In order to separate themselves from the competition - which seems to be increasing on a daily basis - many stone fabricators in North America are researching and investing in new stoneworking technology. They are bringing in new equipment and tooling that allows them to increase their efficiency and quality in the shop, and we are seeing these advances in every market we visit. Examples of these developments can be seen in virtually every single issue ofStone World, including the five fabricators we profile in this issue.

But having the right technology in your shop is not necessarily enough to ensure that your finished stonework will stand out from the competition. The quality-control process needs to begin with choosing the right slab materials, and with more foreign slab producers targeting the U.S. market than ever before, there are many more factors to consider.

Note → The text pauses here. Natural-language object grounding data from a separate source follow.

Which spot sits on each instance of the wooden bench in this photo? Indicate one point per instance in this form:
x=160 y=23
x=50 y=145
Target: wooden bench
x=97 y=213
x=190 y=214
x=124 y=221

In preparingStone WorldMagazine over the years, our staff has visited slab production plants around the world - in Italy, Brazil, China, India and many other countries. And the process for transforming blocks into slabs is a large-scale operation that is truly a site to behold. Housing everything from massive gangsaws to sleek slab polishers to advanced resin-application machinery, these slab plants operate much in the same way as an assembly line, and the resulting slabs are what ultimately arrives at the loading dock of your shop. Whether your shop is large or small, and whether you are importing direct or through distributors, you should be aware of how your slabs are processed before they are added to your inventory. What type of polishing machinery is being used to create the slabs? How are they packaged for shipment to the U.S.? What is their quality-control process?

And if you are using resin-treated slabs (which is more than likely these days), there is a whole new set of factors to consider. What type of resin products are being used? How is the resin applied to the stone, and what technology are they using to ensure that it penetrates deep within the material, and not just on the surface? In finding the answers to these questions, working with a reputable stone distributor can be invaluable. Since I visit many of these international slab producers around the time of major industry trade shows, I often bump into North American slab importer/distributors at these plants. And I see these folks working tirelessly to ensure that the products they bring into the U.S. are of the utmost quality, and that they are being processed with the latest methods and technology.

In this issue ofStone World, we take a look at several slab processing plants in Italy, which have invested in some of the latest machinery and resin products in the marketplace (pages 182 to 194). Although they are only a tiny fraction of the many, many sophisticated slab processors around the world, they serve as good examples of what to look for in a slab producer. And by starting with the best quality materials, a fabricator can stand out in a very crowded marketplace.